言い終えると、悟史は踵を返して立ち去り、玄関のドアが雷鳴のような音を立てて閉まった。

私はその場に黙って立ち尽くし、やがていつものように目を伏せてしゃがみ込み、ティッシュで床にこびりついた赤ワインの染みを少しずつ拭き取った。

一緒に過ごしてきた年月が長くなると、多くの人は何度か「別れ」という言葉を口にするものだろう。けれど私は悟史と十年間連れ添って、一度たりともその言葉を口にしたことがなかった。

恋を大切にし、悟史の気持ちを尊重してきた。どんなに生活が苦しくても、簡単に「やめる」とは言わなかった。

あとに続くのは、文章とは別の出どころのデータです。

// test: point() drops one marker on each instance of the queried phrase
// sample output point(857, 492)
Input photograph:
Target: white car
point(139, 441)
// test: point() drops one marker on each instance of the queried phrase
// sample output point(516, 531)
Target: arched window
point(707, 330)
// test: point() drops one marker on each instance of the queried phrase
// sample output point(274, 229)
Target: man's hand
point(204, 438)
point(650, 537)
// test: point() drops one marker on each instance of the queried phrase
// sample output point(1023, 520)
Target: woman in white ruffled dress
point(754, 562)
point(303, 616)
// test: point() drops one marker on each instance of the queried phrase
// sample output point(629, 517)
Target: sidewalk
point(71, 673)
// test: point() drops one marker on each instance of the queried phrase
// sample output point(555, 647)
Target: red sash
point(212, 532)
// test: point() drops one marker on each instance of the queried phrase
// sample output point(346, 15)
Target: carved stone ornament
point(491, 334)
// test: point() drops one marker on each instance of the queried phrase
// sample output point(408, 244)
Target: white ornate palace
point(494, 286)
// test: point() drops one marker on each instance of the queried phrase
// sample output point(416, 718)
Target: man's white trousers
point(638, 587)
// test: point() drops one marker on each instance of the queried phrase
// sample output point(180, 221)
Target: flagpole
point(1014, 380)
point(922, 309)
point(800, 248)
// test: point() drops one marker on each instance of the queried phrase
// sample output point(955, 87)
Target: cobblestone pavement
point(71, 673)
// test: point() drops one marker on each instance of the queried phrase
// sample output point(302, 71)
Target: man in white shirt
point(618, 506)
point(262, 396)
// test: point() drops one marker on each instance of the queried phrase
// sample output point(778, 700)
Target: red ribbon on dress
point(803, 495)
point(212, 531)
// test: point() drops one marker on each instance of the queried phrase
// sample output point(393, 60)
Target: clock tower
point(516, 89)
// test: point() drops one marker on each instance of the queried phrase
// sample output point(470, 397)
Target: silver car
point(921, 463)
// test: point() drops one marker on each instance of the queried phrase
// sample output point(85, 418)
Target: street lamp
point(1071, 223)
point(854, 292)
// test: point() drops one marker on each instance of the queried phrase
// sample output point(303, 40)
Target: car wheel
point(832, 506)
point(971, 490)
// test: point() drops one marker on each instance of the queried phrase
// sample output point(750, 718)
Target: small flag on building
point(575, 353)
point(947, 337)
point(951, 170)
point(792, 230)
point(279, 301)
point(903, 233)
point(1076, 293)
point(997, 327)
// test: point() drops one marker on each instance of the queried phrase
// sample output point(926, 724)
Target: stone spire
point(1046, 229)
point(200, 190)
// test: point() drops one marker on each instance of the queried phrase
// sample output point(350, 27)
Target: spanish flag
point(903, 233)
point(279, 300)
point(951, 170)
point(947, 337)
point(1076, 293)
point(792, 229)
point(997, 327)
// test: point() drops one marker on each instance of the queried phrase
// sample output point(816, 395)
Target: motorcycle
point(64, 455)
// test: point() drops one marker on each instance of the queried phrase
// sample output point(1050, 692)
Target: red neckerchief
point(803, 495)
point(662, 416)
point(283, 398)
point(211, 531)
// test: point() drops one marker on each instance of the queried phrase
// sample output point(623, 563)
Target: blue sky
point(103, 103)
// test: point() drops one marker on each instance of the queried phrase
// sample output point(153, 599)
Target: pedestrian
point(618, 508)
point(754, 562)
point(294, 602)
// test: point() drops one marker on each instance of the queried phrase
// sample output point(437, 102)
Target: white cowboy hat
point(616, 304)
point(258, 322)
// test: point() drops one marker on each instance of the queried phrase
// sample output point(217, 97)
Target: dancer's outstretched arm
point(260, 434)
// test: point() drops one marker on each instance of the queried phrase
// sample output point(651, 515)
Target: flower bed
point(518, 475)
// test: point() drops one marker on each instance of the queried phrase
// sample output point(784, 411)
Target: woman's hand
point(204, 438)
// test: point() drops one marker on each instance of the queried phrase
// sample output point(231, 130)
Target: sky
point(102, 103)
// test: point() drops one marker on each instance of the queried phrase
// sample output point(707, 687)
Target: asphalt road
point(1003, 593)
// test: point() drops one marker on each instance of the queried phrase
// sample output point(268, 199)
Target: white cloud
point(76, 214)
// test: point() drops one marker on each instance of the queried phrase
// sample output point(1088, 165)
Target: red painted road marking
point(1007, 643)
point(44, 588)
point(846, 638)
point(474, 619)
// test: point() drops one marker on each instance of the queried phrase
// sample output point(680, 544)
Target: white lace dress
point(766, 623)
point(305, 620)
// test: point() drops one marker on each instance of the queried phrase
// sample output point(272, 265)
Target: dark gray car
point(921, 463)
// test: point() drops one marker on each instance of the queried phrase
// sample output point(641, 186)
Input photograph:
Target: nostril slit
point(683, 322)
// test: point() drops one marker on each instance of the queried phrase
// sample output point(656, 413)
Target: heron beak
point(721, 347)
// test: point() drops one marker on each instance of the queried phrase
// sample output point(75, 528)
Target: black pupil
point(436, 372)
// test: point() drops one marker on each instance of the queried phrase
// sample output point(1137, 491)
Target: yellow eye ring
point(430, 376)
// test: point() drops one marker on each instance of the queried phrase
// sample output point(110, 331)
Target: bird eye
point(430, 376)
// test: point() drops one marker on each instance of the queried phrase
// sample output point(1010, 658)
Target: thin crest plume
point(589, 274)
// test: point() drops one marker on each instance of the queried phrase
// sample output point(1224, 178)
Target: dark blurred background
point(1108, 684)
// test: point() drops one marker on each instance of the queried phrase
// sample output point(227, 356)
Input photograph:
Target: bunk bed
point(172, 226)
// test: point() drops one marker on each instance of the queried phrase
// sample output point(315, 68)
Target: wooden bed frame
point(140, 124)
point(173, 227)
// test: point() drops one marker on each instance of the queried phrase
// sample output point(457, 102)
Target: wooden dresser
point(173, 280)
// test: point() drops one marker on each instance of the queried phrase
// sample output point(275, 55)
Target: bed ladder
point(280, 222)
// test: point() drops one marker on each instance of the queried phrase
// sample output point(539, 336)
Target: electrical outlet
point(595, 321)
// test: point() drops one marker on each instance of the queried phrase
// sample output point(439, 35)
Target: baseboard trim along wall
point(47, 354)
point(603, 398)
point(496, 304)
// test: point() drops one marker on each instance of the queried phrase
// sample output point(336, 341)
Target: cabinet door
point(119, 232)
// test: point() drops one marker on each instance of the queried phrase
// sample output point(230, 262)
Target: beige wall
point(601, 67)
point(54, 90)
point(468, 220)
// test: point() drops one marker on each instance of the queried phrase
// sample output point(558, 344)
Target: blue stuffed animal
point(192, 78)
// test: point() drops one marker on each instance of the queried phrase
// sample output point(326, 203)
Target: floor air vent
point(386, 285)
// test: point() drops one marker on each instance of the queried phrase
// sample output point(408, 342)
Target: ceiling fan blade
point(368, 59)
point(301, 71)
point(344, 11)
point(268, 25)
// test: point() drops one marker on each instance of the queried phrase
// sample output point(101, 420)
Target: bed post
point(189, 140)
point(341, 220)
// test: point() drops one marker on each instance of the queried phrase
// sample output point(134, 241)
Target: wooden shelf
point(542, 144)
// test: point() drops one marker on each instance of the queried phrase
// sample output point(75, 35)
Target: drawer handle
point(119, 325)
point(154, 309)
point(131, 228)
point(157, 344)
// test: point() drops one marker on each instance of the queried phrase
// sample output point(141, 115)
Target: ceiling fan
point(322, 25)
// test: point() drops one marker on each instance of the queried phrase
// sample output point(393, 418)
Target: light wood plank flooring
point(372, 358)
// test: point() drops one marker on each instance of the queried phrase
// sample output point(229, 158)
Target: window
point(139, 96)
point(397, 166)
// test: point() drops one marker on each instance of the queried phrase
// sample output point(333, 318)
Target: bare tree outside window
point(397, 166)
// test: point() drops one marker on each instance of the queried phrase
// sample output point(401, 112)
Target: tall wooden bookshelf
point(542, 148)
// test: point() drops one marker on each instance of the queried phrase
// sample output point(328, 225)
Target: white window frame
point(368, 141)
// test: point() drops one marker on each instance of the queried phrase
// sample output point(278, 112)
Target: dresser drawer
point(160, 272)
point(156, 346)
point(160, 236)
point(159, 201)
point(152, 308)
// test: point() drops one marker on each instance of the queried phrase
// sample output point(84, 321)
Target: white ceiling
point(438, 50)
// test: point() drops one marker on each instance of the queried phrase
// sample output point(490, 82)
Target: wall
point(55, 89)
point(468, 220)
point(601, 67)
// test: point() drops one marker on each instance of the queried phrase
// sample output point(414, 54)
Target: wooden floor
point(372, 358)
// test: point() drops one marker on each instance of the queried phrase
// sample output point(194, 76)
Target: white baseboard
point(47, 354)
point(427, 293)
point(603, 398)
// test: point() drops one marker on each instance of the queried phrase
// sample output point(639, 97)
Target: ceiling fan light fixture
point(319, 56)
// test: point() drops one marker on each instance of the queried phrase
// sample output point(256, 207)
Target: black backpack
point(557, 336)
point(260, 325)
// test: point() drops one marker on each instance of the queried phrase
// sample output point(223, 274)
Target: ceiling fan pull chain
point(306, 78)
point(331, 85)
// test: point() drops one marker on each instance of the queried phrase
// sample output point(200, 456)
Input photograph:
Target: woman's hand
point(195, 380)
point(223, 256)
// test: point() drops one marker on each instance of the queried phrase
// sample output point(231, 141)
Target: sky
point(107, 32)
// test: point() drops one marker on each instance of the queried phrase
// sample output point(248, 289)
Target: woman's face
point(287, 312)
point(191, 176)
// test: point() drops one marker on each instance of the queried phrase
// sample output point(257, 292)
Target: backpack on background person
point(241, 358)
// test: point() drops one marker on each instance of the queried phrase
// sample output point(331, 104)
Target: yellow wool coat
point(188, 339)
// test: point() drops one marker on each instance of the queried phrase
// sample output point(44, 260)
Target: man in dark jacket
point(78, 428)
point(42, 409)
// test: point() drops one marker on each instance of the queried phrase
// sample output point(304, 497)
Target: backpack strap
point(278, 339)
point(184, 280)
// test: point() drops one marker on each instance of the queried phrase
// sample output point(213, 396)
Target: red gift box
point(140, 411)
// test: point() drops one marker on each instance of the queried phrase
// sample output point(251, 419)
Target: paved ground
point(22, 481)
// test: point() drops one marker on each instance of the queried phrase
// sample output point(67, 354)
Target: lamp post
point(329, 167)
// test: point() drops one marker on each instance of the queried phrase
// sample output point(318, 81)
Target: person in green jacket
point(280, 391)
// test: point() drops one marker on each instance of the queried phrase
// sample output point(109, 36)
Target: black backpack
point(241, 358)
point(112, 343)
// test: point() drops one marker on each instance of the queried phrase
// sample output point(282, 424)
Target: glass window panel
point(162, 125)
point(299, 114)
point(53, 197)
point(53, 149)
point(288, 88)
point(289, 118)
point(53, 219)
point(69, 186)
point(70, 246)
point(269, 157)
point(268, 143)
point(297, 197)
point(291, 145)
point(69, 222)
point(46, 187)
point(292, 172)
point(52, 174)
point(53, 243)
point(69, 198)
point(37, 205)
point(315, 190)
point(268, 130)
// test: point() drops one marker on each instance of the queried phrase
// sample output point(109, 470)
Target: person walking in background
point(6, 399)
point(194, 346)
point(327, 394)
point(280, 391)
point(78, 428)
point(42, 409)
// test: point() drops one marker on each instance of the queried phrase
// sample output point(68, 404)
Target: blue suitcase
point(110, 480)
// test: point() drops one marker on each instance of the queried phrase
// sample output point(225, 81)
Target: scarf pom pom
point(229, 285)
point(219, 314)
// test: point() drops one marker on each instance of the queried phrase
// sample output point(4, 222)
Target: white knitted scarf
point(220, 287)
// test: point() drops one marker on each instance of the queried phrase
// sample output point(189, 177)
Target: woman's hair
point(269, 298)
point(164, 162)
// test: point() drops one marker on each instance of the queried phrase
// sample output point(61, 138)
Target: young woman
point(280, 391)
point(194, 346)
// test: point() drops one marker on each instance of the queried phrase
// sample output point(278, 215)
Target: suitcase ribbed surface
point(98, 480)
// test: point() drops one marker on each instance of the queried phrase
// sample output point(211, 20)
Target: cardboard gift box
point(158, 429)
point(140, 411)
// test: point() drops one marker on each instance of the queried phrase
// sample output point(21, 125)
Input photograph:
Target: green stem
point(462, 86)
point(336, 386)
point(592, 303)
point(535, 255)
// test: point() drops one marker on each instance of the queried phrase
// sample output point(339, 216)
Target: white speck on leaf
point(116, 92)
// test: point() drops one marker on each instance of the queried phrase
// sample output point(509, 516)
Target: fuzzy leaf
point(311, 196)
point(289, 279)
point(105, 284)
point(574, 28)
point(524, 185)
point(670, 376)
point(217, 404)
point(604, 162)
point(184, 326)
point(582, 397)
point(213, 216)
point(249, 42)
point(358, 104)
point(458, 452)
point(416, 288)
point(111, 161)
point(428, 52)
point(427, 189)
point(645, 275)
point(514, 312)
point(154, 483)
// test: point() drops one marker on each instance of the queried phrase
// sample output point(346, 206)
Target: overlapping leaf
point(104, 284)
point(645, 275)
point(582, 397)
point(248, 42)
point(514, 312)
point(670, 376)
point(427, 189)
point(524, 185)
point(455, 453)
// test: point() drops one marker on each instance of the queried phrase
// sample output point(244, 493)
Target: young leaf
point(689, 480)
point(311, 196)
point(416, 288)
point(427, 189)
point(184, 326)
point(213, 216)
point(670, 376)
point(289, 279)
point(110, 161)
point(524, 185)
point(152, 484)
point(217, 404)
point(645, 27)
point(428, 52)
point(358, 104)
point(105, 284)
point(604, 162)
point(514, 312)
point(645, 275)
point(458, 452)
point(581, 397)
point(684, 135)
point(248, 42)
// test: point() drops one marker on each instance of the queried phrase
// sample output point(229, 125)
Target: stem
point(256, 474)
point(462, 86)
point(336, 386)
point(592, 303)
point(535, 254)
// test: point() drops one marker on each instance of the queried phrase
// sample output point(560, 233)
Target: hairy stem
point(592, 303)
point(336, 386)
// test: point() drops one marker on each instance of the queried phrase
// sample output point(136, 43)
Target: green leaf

だが、もし私が本気で「離れる」と言うのなら――それはすでに、決意を固めた証拠だ。

床に散らばったガラスの破片を片付け終えると、ネットから離婚届の様式をダウンロードして印刷した。そして、自分の服を一枚ずつスーツケースに詰めていった。

すべてを終えると、外は白み始めている。

いつの間にか目を覚ました私と悟史の娘、沖井夕実(おきい ゆみ)は、私が大きなスーツケースを引いているのに気づき、不思議そうに首をかしげて見つめてきた。

「ママ、どこに行くの?」

私はしゃがんで、そっと夕実の頭を撫でた。「夕実、ママはね、外国へお仕事に行くの。一緒に来る?」

「ママが行くところなら、夕実も行く!」

夕実は勢いよく頷き、それからすぐに尋ねた。「じゃあ、パパは?」

私は苦笑しながら答えた。「パパはね、ママと夕実のことが好きじゃないから、一緒には来ないよ。これからは、たぶんパパとは一緒に住まないと思うの」

悟史の日記には、私についてこう書かれていた。

【子どもを産み育てる役割で、家事が得意】

彼にとって私は、ただの子を産むための道具に過ぎない。

本来なら夕実は父親の愛情を受けるべきなのに、長い年月にわたり彼は私たちに冷淡なままだ。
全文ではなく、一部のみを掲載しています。